Jelena Jureša is a visual artist and filmmaker, born in Yugoslavia. She has extensively worked with questions of cultural identity, gender, politics of memory, and oblivion through film, video installation, photography and text. In her works, she relates individual stories to collective processes of oblivion and remembrance. She unceasingly questions historical and political narratives and tries to destabilize our ideas of what is true. Over the past several years, her research and focus on practices of oppression—how they operate and implicate us in systems of violence—has resulted in multidisciplinary projects that are, on various levels, as political as they are highly personal.
APHASIA (2019) is an unsettling inquiry into the representation of violence and the violence of representation. This documentary gesture explores how collective crimes keep being repeated and reflects on social and political constellations, unfolding constructions behind nation-states and national identities. Weaving an intricate web of connections across time and space from Belgian colonialism in the first act, Austrian race experiments, and Heimat films in the second, the third act brings to life the well-known photograph, taken at the beginning of the war in Bosnia.

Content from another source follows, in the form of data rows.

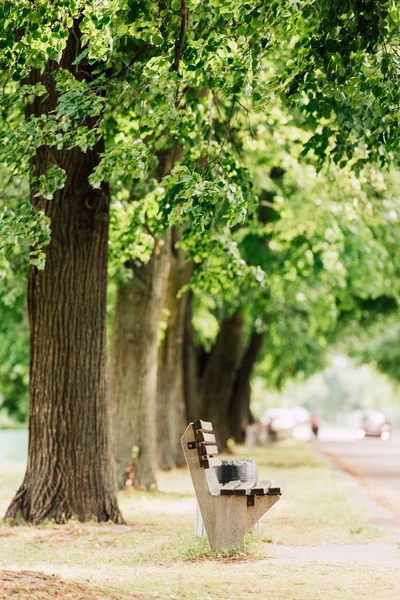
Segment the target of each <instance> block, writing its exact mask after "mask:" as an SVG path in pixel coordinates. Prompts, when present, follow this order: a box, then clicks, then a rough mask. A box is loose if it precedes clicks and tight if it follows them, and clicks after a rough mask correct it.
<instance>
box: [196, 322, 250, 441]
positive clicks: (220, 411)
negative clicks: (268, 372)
mask: <svg viewBox="0 0 400 600" xmlns="http://www.w3.org/2000/svg"><path fill="white" fill-rule="evenodd" d="M243 337H244V323H243V315H242V314H241V312H240V311H237V312H235V313H234V314H233V315H232V316H231V317H230V318H229V319H226V320H225V321H224V322H223V323H222V326H221V330H220V332H219V334H218V337H217V341H216V343H215V346H214V348H213V349H212V351H211V355H210V357H209V359H208V362H207V365H206V368H205V371H204V375H203V378H202V382H201V402H202V406H203V410H204V413H203V414H202V418H203V419H204V420H206V421H212V424H213V427H214V431H215V435H216V437H217V443H218V447H219V450H220V451H221V450H224V449H225V448H226V443H227V440H228V439H229V423H228V418H229V414H228V413H229V403H230V399H231V394H232V389H233V385H234V383H235V379H236V374H237V371H238V368H239V366H240V361H241V358H242V353H243Z"/></svg>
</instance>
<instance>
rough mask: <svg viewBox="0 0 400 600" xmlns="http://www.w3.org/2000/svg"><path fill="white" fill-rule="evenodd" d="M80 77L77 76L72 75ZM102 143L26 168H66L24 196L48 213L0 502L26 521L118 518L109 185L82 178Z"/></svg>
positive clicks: (39, 109)
mask: <svg viewBox="0 0 400 600" xmlns="http://www.w3.org/2000/svg"><path fill="white" fill-rule="evenodd" d="M79 52H80V47H79V28H78V26H77V25H75V26H74V31H73V32H72V34H71V36H70V38H69V40H68V43H67V48H66V50H65V51H64V54H63V59H62V62H61V66H62V67H63V68H67V69H69V70H70V71H71V72H73V73H74V75H75V76H76V77H77V78H80V77H81V73H80V71H79V67H73V66H72V62H73V60H74V59H75V57H76V56H77V55H78V54H79ZM57 68H58V65H55V64H51V65H48V67H47V69H46V72H45V73H44V74H43V75H40V74H39V73H38V72H34V73H32V76H31V83H34V82H35V81H38V80H41V81H43V82H45V84H46V85H47V87H48V90H49V96H48V97H47V98H46V99H45V100H44V101H43V102H41V101H40V99H37V100H36V101H35V104H34V105H33V106H32V107H31V109H32V110H31V113H33V114H35V115H37V116H38V115H40V114H47V113H49V112H50V111H51V110H53V109H54V108H55V106H56V103H57V96H56V92H55V88H54V79H53V76H54V71H55V70H56V69H57ZM83 77H84V76H83V75H82V78H83ZM103 150H104V145H103V142H102V141H99V142H98V144H97V145H96V147H95V148H93V149H92V150H88V151H87V152H85V153H84V152H82V151H81V150H80V149H79V148H73V149H70V150H56V149H55V148H51V152H50V151H49V149H48V148H47V147H41V148H38V150H37V154H36V157H35V159H34V160H33V170H34V173H35V175H36V176H38V175H40V174H43V173H46V171H47V168H48V165H49V164H50V163H54V162H56V163H57V164H58V165H59V166H60V167H61V168H63V169H65V171H66V173H67V180H66V184H65V187H64V189H63V190H61V191H59V192H57V193H56V194H55V196H54V198H53V199H52V200H51V201H44V200H43V199H38V198H35V197H34V191H35V190H33V193H32V204H33V205H34V206H37V205H40V207H41V208H43V209H44V210H45V212H46V214H47V215H48V216H49V217H51V232H52V236H51V243H50V245H49V247H48V249H47V252H46V268H45V270H44V271H38V270H37V269H36V268H33V267H31V268H30V271H29V284H28V312H29V319H30V335H31V337H30V351H31V357H30V390H29V391H30V405H29V455H28V465H27V470H26V474H25V477H24V481H23V483H22V485H21V487H20V489H19V490H18V492H17V494H16V496H15V498H14V499H13V501H12V503H11V505H10V507H9V508H8V510H7V513H6V517H7V518H16V517H18V516H22V517H23V518H24V519H25V520H26V521H29V522H32V523H34V524H36V523H39V522H40V521H43V520H44V519H55V520H56V521H57V522H63V521H65V520H66V519H69V518H70V517H72V516H77V517H78V518H79V519H80V520H82V521H86V520H89V519H92V518H95V519H97V520H99V521H108V520H110V519H111V520H113V521H115V522H122V517H121V515H120V512H119V510H118V506H117V502H116V499H115V496H114V486H113V477H112V470H111V452H110V446H109V414H108V407H107V401H106V288H107V252H108V249H107V240H108V210H109V191H108V187H107V186H103V187H102V189H100V190H93V189H92V188H91V187H90V185H89V183H88V177H89V175H90V174H91V173H92V171H93V169H94V167H95V166H96V165H97V163H98V161H99V154H100V153H101V152H102V151H103Z"/></svg>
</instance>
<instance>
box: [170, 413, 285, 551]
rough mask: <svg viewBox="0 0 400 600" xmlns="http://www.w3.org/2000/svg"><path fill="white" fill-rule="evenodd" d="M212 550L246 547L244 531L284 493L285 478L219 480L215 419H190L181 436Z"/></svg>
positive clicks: (237, 549) (265, 512)
mask: <svg viewBox="0 0 400 600" xmlns="http://www.w3.org/2000/svg"><path fill="white" fill-rule="evenodd" d="M181 443H182V448H183V451H184V454H185V457H186V462H187V464H188V467H189V471H190V475H191V478H192V481H193V486H194V489H195V493H196V497H197V501H198V505H199V508H200V512H201V516H202V519H203V522H204V527H205V530H206V534H207V537H208V541H209V544H210V547H211V549H212V550H244V534H245V533H246V531H248V529H250V527H252V525H254V524H255V523H256V522H257V521H258V520H259V519H260V517H261V516H262V515H263V514H264V513H266V512H267V511H268V510H269V509H270V508H271V507H272V506H273V505H274V504H275V503H276V502H277V501H278V500H279V499H280V497H281V495H282V493H283V491H284V482H282V481H277V482H271V481H256V480H254V481H247V482H242V481H239V480H233V481H229V482H228V483H225V484H223V485H222V484H220V483H219V481H218V477H217V474H216V467H219V466H221V464H222V462H221V460H220V458H219V457H218V447H217V445H216V439H215V435H214V433H213V426H212V423H211V422H209V421H202V420H201V419H198V420H196V421H194V422H193V423H190V424H189V425H188V427H187V428H186V431H185V433H184V434H183V436H182V439H181Z"/></svg>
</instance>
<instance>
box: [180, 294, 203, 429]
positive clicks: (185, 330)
mask: <svg viewBox="0 0 400 600" xmlns="http://www.w3.org/2000/svg"><path fill="white" fill-rule="evenodd" d="M192 304H193V292H192V291H189V292H188V297H187V301H186V311H185V322H184V335H183V383H184V395H185V404H186V419H187V421H188V422H191V421H195V420H196V419H199V418H200V417H201V414H202V410H201V404H200V399H201V397H200V394H199V365H198V362H199V349H198V348H197V347H196V342H195V336H194V331H193V324H192V318H193V312H192Z"/></svg>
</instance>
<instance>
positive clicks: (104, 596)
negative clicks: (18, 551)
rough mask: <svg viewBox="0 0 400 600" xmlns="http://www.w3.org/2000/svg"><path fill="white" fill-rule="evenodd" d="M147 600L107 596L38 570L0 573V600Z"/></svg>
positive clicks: (12, 571)
mask: <svg viewBox="0 0 400 600" xmlns="http://www.w3.org/2000/svg"><path fill="white" fill-rule="evenodd" d="M10 598H11V599H13V600H14V599H15V600H16V599H20V600H32V599H35V600H53V599H54V598H59V599H60V600H150V598H151V596H146V595H143V594H129V595H126V594H124V595H123V596H121V594H120V593H118V594H116V593H112V592H110V593H107V592H105V591H103V590H101V589H100V588H97V587H94V586H88V585H85V584H82V583H75V582H72V581H64V580H63V579H60V578H59V577H57V576H55V575H48V574H46V573H42V572H40V571H0V600H5V599H10Z"/></svg>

Produced by Argos, centre for audiovisual arts, Brussels
Co-produced by Contour – kunstcentrum nona in the context of Contour Biennial 9, Royal Academy of Fine Arts (KASK), Zagreb Youth Theatre (ZKM).
With the support of the Flanders Audiovisual Fund (VAF).
The performance is developed at the intersection of music, film, storytelling, and dance, in collaboration with Nenad Sinkauz, Alen Sinkauz and Ivana Jozić. Immersed in the atmosphere of a (post-war-zone)nightclub, the audience physically participates in an intimate investigation of violence, the world of perpetrators, bystanders, and individual responsibility. One can imagine the audience’s attention gradually shifting from an archival film, to a DJ set, to a dance solo, to an integrated concert, intersected by the interventions of the female narrator who ponders about the “monsters and us”. Whispers, rumours on perpetration and standing by, complicity and violence; every revolution, every genocide, has its soundtrack.
APHASIA premiered at Kunstenfestivaldesarts in 2022.